Saturday, January 14, 2006
The current Journal of the American Geriatrics Society has a study on ICU mortality for those 90 years old & older. It is a prospective cohort study in a single Greek ICU comparing mortality for those over 90 with other patients. ICU mortality for the oldest was 20%, and 30 day in-hospital mortality was 40% (compared to 7% and 9%, respectively, for those under 90 years old). Interestingly, ICU mortality for those in their 80's was 11%, half of that for those in the next decade. Functional status for those who left the hospital alive was not measured, although most were discharged home. APACHE II score was the only independent predictor of mortality for the oldest old.
The authors set this data against what they suggest is a movement to a priori deny ICU care to the oldest old as a cost/resource savings measure. If this movement, in any organized or serious form, actually exists anywhere I'd be curious to see. They conclude that age alone can't be used to deny people ICU care because these outcomes aren't all that bad. Well, yes & no. Advanced age does carry with it a much higher risk of mortality ( 4.5 times higher in this study!), and if one were to ration ICU services based on likelihood of benefit then age would need be part of this mix.
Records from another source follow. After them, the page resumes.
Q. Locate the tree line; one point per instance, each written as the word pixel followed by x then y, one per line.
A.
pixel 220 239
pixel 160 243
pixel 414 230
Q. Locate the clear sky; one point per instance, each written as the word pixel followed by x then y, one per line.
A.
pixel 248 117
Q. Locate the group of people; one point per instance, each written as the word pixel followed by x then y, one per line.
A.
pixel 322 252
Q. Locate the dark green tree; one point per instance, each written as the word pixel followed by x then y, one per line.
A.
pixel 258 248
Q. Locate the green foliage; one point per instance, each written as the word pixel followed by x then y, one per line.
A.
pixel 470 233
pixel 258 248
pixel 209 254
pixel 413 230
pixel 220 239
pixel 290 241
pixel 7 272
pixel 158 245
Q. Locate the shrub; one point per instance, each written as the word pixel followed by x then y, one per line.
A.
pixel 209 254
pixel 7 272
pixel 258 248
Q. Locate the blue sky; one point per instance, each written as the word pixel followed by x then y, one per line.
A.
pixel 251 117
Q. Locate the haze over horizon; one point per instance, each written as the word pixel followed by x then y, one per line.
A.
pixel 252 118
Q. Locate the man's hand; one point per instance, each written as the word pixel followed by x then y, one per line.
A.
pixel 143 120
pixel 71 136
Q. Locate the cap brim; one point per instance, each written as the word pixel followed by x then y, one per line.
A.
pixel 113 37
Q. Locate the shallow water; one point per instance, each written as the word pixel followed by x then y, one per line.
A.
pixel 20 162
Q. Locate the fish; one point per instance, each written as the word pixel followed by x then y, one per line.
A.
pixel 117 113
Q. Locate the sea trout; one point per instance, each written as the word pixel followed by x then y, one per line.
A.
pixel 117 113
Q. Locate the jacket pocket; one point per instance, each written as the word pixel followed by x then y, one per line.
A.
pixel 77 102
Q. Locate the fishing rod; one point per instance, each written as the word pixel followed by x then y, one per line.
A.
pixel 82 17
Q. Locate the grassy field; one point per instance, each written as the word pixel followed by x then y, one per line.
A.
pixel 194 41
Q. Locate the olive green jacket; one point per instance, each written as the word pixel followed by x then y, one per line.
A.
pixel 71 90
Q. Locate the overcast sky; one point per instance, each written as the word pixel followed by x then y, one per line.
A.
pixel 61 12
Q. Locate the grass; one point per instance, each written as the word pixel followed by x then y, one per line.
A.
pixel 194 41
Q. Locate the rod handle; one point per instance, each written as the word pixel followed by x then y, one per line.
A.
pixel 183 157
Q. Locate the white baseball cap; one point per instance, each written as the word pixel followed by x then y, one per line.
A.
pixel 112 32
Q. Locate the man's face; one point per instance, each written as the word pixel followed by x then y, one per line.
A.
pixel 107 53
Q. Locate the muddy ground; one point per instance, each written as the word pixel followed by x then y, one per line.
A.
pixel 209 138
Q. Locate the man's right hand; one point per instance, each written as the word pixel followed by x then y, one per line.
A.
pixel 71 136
But if one were to do this then APACHE II scores would probably need to be a part of this mix as well, as the APACHE II strongly predicts mortality. This would then lead to an argument of denying ICU care to those who are sickest--who need it the most--which is ridiculous. The issue then, which strikes me as a false one, is the idea of denying ICU services to any broad group of people a priori. Use of the ICU--or any medical intervention--should be decided individually, based on an individual's comorbidities (including age), severity of illness, goals of care, and values. This is harder, messier, and more labor-intensive than the use of demographics as a clinical decision-making tool, but that's a good thing in my opinion.